06 May 2026, 16:02

BMW-Chef fordert Ende des Handelsstreits zwischen USA und EU trotz neuer Zölle

Balkendiagramm, das die Anzahl der Elektrofahrzeuge in den Vereinigten Staaten mit der erhöhten installierten Kapazität von BMW zeigt, auf einem weißen Hintergrund.

BMW-Chef fordert Ende des Handelsstreits zwischen USA und EU trotz neuer Zölle

BMW-Aufsichtsratschef Nicolas Peter äußert sich zum Handelsstreit zwischen den USA und der EU

Nicolas Peter, der Vorsitzende des Aufsichtsrats von BMW, hat sich zum eskalierenden Handelskonflikt zwischen den USA und der Europäischen Union geäußert. Seine Stellungnahme erfolgt, nachdem US-Präsident Donald Trump die Zölle auf europäische Autoimporte von 15 auf 25 Prozent angehoben hat. Peter betont, dass beide Seiten trotz der aktuellen Spannungen mehr gemeinsame Interessen hätten, als die jüngsten Auseinandersetzungen vermuten ließen.

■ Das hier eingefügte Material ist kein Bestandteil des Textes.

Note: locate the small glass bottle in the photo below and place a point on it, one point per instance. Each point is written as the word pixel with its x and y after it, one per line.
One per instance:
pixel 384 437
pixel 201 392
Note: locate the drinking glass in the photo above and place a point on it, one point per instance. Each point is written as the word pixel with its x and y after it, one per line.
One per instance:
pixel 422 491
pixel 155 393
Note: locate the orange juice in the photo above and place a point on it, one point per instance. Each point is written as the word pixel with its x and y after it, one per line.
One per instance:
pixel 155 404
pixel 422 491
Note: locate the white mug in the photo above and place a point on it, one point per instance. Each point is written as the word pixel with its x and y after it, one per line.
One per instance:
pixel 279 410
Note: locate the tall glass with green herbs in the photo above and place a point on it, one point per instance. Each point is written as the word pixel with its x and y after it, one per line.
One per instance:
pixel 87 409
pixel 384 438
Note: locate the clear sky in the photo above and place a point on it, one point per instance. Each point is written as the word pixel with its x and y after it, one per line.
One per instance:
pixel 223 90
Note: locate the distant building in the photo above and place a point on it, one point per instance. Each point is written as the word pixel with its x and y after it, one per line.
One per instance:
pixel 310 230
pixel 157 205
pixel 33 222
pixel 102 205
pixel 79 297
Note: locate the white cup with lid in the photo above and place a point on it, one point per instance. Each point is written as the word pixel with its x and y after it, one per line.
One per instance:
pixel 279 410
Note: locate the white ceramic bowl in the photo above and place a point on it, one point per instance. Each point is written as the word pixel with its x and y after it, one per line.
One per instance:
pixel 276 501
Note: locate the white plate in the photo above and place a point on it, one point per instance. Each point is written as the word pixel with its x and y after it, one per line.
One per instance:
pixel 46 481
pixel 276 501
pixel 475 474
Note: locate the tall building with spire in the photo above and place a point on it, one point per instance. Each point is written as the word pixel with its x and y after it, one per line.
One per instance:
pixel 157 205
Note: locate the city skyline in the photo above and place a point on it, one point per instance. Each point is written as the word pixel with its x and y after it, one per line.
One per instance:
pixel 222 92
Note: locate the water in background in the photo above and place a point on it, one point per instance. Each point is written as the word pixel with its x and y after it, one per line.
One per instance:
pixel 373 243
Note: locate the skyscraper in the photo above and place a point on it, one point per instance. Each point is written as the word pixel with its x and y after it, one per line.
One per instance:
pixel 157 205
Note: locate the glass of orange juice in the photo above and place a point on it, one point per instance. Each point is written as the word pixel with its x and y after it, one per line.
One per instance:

Trotz der Handelsreibereien sprach Peter auch über die Zukunft der Elektromobilität und sagte voraus, dass sich die Nachfrage der Verbraucher bis 2035 grundlegend wandeln werde.

Der aktuelle Zollstreit hatte begonnen, als Trump der EU vorwarf, ihren Handelspflichten nicht nachzukommen. Als Reaktion erhöhte er die Abgaben auf europäische Fahrzeuge um zehn Prozentpunkte. Peter jedoch besteht darauf, dass die EU ihre Verpflichtungen aus dem bestehenden Abkommen weiterhin erfüllen müsse.

Er forderte eine zügige Ratifizierung des Handelsabkommens und rief sowohl die USA als auch die EU auf, den Konflikt schnell beizulegen. Nach Peters Ansicht würde eine vertiefte Zusammenarbeit beiden Seiten des Atlantiks wirtschaftliche Vorteile bringen.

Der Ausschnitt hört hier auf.